Сон не шел ко мне, и часа в четыре я тихонечко заглянул в его комнату мой бедный друг был распростерт на полу, без сознания. Мы перенесли его на кровать. Как мы ни были осторожны, боюсь, это повлекло за собой фатальный исход. Его сильно вырвало кровью. Поскольку особа, разделявшая тогда мою жизнь, получила серьезное медицинское образование, она смогла оказать ему необходимую помощь и объяснить мне, в каком он состоянии. Прогноз был самый мрачный. Однако кровотечение прекратилось. Пока я ждал врача, наш бедный друг пришел в сознание.
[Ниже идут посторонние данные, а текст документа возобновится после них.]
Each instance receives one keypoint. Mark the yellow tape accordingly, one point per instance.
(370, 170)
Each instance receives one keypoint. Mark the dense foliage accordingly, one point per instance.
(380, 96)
Но не говорил. Капли густого пота стекали с его лба и щек, а взгляд, едва различимый под полуприкрытыми веками, казалось, был полон тоскливого страха. Я заметил, что пульс его быстро слабеет. Соседский мальчик побежал за дежурным священником, викарием прихода святой Остреберты. Умирающий знаками дал мне понять, что просит четки, я взял их из кармана его брюк, он прижал четки к груди и держал так до последней минуты. Казалось, силы начинают к нему возвращаться, едва слышным голосом он попросил меня отпустить ему грехи. Лицо его стало спокойнее, он даже улыбнулся. Хотя трезвая оценка положения обязывала меня не слишком спешить с выполнением его просьбы, гуманность и дружба не позволили мне отказаться. Добавлю, что я, как мне думается, выполнил этот долг с чувством, которое должно избавить вас от всяких тревог.
Священник все еще заставлял себя ждать, и я счел необходимым выразить моему несчастному товарищу свое огорчение по поводу того, что из-за этого опоздания он рискует лишиться того утешения, которое церковь хранит для умирающих. Он, казалось, не слышал меня. Но несколько минут спустя он положил свою руку на мою, призывая меня взглядом приблизить ухо к его губам. И тут он отчетливо, хотя и чрезвычайно медленно, произнес - заверяю вас, что передаю его слова совершенно точно: "Что с того? Все - благодать".
Мне кажется, он умер почти в тот же миг.